05/28/2021
In a conversation with my professor of Eastern philosophy, I once remarked that mathematics is beautiful because it comes closest to truth. Pure mathematics, in its relentless pursuit of the real, willingly abandons the empirical, and therein lies its beauty. This raises an intriguing question: why, in English, is the sequence often rendered Beauty–Goodness–Truth rather than the classical Truth–Goodness–Beauty?
In the empirical realm (形而下學), “truth” is elusive—nothing here can claim absolute authenticity. Thus, the most practical measure of truth is first whether something is beautiful, and second whether it is good. In this sense, beauty becomes a form of wisdom in the Eastern philosophical tradition, for wisdom is beauty in its highest form.
Mathematics, however, dwells in the metaphysical realm (形而上學), where truth stands at the summit, followed by goodness and beauty. My mentor in theoretical physics once observed that mathematics, grounded in immutable laws, is itself law and order; if mathematics were to collapse, so too would the natural sciences and the modern civilization they sustain.
The paradox, then, is that in the empirical world we praise beauty as the highest value, while in the metaphysical realm we exalt truth. Yet, when translated across these realms, the highest metaphysical ideal—truth—becomes indistinguishable from the highest empirical ideal—beauty.

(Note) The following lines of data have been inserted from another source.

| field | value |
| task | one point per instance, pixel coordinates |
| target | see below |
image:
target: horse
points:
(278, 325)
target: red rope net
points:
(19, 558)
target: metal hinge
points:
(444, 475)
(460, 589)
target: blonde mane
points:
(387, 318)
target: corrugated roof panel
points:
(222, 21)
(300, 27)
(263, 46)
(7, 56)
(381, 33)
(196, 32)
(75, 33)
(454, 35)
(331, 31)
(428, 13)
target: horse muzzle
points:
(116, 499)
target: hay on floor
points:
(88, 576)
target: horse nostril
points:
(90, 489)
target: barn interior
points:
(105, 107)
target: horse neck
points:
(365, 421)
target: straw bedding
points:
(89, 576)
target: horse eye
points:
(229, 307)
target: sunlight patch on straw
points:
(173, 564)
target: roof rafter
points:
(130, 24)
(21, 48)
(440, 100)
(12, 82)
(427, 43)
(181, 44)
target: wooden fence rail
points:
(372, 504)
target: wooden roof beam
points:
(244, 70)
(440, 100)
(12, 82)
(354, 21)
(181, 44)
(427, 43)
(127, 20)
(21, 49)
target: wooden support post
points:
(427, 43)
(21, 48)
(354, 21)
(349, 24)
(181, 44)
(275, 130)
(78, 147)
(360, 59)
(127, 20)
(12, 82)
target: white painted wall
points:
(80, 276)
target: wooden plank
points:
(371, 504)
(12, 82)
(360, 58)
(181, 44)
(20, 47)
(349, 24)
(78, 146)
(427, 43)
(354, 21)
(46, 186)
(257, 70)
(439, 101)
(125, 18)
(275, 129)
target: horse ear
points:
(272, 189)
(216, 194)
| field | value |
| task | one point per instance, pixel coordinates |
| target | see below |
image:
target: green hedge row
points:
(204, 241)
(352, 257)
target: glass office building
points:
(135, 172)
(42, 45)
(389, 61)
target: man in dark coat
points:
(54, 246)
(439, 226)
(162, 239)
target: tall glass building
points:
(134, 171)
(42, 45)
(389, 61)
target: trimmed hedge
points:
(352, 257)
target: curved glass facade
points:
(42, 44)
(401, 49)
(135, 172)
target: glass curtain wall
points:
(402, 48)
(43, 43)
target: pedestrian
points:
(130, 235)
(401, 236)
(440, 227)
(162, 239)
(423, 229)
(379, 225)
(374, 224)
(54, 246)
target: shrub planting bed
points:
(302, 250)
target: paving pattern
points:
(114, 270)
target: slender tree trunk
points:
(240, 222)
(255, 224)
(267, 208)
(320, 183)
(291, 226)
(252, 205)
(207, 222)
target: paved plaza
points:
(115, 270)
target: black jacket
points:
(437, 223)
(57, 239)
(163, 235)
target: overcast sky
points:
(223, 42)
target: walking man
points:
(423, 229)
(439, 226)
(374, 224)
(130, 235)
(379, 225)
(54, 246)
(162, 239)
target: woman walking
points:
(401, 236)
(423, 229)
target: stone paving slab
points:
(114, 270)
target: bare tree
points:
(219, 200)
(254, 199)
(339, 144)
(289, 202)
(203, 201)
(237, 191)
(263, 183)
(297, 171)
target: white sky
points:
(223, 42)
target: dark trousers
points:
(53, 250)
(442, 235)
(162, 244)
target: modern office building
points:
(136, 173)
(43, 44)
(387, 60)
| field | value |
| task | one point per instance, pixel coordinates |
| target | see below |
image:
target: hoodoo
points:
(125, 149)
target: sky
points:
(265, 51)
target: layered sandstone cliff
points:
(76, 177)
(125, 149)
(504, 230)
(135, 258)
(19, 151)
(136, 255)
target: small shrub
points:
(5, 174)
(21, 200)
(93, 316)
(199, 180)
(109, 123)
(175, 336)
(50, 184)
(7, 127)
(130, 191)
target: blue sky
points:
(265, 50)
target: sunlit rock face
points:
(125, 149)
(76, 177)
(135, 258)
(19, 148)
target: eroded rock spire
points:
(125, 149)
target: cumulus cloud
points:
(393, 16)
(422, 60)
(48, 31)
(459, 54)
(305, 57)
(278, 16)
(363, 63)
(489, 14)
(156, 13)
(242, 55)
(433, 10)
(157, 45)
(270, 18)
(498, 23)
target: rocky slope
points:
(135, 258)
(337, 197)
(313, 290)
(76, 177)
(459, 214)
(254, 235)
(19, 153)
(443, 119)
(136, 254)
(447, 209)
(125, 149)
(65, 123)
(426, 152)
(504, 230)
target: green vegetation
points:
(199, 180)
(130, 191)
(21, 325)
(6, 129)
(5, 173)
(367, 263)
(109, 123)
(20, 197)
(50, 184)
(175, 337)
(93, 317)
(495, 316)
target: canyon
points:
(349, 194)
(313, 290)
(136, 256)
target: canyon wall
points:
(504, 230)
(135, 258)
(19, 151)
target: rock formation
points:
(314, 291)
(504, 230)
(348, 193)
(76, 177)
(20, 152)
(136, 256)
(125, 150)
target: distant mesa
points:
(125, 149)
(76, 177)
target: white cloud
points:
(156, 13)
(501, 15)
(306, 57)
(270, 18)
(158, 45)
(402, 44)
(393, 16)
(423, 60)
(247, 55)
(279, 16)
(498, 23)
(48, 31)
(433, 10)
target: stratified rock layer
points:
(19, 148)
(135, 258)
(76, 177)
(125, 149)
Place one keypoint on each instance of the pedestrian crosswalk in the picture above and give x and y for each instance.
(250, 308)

Perhaps this is why, for me, mathematics is beautiful: it unites truth and beauty under the same name. In the blurred boundaries of the empirical world, Truth = Goodness = Beauty. Applied mathematics, which brings the purity of mathematics into contact with the world, and Eastern philosophy, which elevates beauty to wisdom, may thus share a common ground. If, in the post-Corona era, these two extremes can meet—joining rigorous law with harmonious wisdom—we might arrive at a state where beauty is goodness, and goodness is truth.